Incense sticks have always been there to aid humanity while meditation, relaxing, worshipping, etc. Incense sticks are deeply attached to religious activities in India.
According to 2009 data, India ranked first in the production of Agarbattis leaving behind China and many other countries. Exports of incense sticks started to almost 90 plus countries of the world which increased the incense sticks market by 7% per year. Festivals like Diwali, Dussehra, etc also played an integral role in shooting up the demand of agarbattis and incense cones.
Considering the growing agarbatti market in India, manufacturers are supplying different types of incense sticks to the customers.
Recently, the Indian Agarbatti industry has witnessed an immense rise from Rs 798 crore in 2015 to Rs 965 crore in FYI 2018. Europe, Gulf, and Africa have evolved to be the top leading markets for Indian agarbattis.

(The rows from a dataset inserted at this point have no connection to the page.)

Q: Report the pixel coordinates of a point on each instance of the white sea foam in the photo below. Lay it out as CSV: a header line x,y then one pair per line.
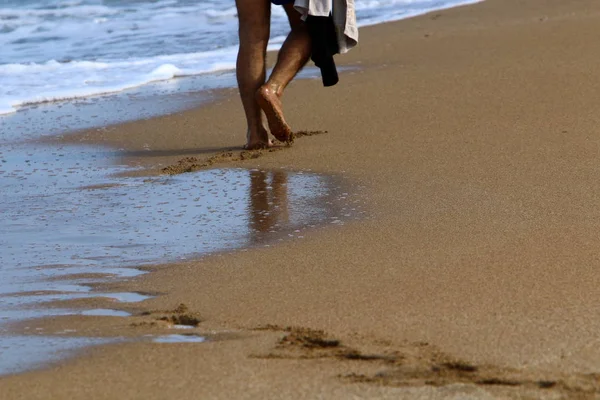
x,y
54,50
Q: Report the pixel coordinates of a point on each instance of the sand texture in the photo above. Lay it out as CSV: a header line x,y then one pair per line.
x,y
475,133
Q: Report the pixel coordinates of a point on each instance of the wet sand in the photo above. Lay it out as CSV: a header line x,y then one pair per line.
x,y
474,131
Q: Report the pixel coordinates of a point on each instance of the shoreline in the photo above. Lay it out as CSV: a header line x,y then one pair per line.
x,y
480,222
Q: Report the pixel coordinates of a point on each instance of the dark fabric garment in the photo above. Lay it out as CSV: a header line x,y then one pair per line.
x,y
324,46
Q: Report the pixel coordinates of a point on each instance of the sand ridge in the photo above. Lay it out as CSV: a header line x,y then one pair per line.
x,y
475,132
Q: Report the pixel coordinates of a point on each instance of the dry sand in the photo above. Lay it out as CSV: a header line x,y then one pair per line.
x,y
476,132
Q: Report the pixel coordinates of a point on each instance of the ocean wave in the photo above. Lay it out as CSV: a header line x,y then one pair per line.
x,y
78,48
26,84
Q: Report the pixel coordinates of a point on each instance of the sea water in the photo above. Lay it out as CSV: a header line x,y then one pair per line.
x,y
65,49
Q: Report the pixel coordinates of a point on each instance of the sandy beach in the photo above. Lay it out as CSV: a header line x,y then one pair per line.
x,y
471,137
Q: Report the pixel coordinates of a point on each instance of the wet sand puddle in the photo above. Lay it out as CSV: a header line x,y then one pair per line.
x,y
63,217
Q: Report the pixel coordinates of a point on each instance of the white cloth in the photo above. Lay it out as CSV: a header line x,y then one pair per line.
x,y
344,18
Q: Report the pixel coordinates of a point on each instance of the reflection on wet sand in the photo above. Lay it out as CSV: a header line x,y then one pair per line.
x,y
268,203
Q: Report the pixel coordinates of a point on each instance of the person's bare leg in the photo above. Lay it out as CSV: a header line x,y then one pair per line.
x,y
292,57
255,22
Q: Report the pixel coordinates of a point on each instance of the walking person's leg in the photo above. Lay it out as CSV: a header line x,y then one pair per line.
x,y
293,55
255,23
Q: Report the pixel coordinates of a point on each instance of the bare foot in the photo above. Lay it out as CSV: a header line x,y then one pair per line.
x,y
258,141
270,103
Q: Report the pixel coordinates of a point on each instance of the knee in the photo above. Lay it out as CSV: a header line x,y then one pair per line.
x,y
250,39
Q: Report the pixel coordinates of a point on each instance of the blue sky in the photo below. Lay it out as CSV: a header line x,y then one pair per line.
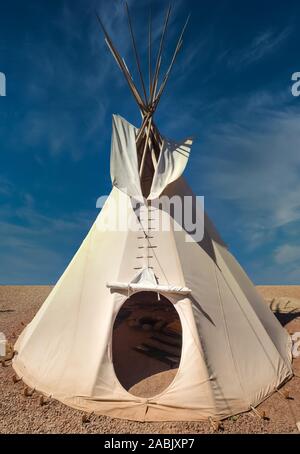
x,y
231,89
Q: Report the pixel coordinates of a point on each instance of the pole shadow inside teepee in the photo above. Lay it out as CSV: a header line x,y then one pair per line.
x,y
147,340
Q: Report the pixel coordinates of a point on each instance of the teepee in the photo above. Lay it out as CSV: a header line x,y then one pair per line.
x,y
234,351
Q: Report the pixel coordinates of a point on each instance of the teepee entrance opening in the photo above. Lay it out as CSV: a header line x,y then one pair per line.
x,y
146,344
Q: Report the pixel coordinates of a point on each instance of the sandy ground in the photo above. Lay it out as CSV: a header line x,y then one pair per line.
x,y
19,414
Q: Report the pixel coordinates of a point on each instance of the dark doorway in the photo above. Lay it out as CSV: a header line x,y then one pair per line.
x,y
146,344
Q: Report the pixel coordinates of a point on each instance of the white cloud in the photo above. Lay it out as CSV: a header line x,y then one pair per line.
x,y
287,253
263,44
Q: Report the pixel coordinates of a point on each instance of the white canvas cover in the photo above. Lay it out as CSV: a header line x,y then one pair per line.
x,y
124,166
234,351
146,281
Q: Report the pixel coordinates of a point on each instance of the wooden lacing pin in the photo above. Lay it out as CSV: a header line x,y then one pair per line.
x,y
28,392
285,394
262,415
44,400
15,379
86,418
216,425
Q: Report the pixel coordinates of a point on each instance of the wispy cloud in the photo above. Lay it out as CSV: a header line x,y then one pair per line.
x,y
287,253
262,45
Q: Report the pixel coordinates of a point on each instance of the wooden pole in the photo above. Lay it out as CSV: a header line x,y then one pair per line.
x,y
177,49
137,59
158,60
122,66
150,53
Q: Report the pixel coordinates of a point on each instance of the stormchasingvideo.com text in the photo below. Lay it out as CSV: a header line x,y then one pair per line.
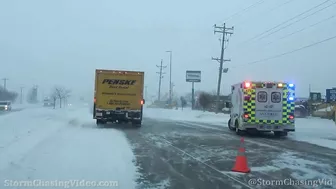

Gulf region is witnessing a great demand for strong fragrances like Oudh and Orientals while European’s are more towards fruity and mild fragrances. African market too demands strong fragrances like lemongrass and citronella grass. Champa, Rose, Mogra, etc continue to be the dominant consumer choice in India.
Made with punk sticks and fragrance oils, all the components are naturally extracted. The sticks themselves are imported from China and are made of bamboo. The upper portion being coated with a paste made of sawdust from machilus wood which is highly absorbent and has the tendency to retain fragrance as well. Charcoal is used to make the absorbent punk, and it is favored in incense sticks made in India.
The fragrant oils are made of oil from natural aromatic plants or from other perfumes or fragrances that are mixed in an oil base. Small quantities of paint are used to color-code the ends of the incense sticks depending on their fragrance.
Keeping the competition in mind, Indian incense sticks have brought innovations such as prayer kits and aroma incense boxes that come with accessories. A set, comprising two bags of incense sticks, four bags of incense cones, a candle and incense holders are appealing to the western customers.
Recently NR Group has launched an incense stick namely ‘Iris’ to suit the needs of the international customer. It comes along with African prints or pastels carrying forward the design trends of the year. Bangalore-based Moksh agarbattis too has brought in ‘better packaging and modern designs for the export market.’
Employing up to 20 lakh people in the country, Indian agarbatti industry has become one of the most vibrant industries in our country. Growing at a CAGR of 15%, it is expected to grow exponentially reaching Rs 12,000 crore in the upcoming five years transforming this particular segment even more.